Bat Ear Correction
‘Otoplasty’ is a procedure designed to correct deformed or protruding ears by first correcting the shape (if necessary) and then aligning the ears closer to the head. The surgery can be applied to children as young as six years of age.
A local anaesthetic is usually used to correct a deformed or protruding ear, although general anaesthesia is preferred for children. An oval-shaped incision is made in the crease behind the ear, before removing some skin to expose the cartilage. The folds of the ear (the helix and the anti-helix) are then reshaped. Sutures are most commonly used to support the cartilage and realign the top of the ear closer to the head. The next step involves setting the entire ear closer to the head by weakening some of the cartilage by making a series of incisions into the cartilage and suturing into the new position. The incisions are then closed and the ears are covered with a dressing. An otoplasty patient should be able to return home the same day. Bandages will be replaced with a lighter dressing a few days post surgery and external stitches will be removed within a week.
Risks and Complications
As with any plastic surgery, otoplasty does carry (minimal) risk. Complications include:
- hematoma (localised swelling caused by accumulation of blood in the ear cartilage, requiring removal). The risk during otoplasty is considered low
- infection in the ear cartilage
- keloid development (a thick scar that grows larger than the original scar). The risk is more prevalent among African-Americans
- overcorrection of the ears, positioning them too close to the head
- suture loosening, which may cause the ear to return to its original position.

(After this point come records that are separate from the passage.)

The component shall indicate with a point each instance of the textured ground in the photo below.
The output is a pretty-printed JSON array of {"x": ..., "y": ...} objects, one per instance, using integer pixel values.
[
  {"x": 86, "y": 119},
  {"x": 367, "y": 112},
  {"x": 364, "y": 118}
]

Standard hospital procedure requires that your surgeon perform laboratory investigations and/or diagnostic examinations to ensure that you are fit for surgery, prior to hospital admission and surgery.
Time required: One to two hours
Anaesthesia: Local with sedation, or general anaesthesia
- Throbbing & aching to ears
Back to school/work: Children within seven days and adults within five to seven days
More strenuous activity: Avoid for one month or more
Final appearance: One week
Note: This information acts as a guide to your possible treatment. Your individual concerns and specific medical history will need to be shared and discussed with your surgeon during your initial consultation.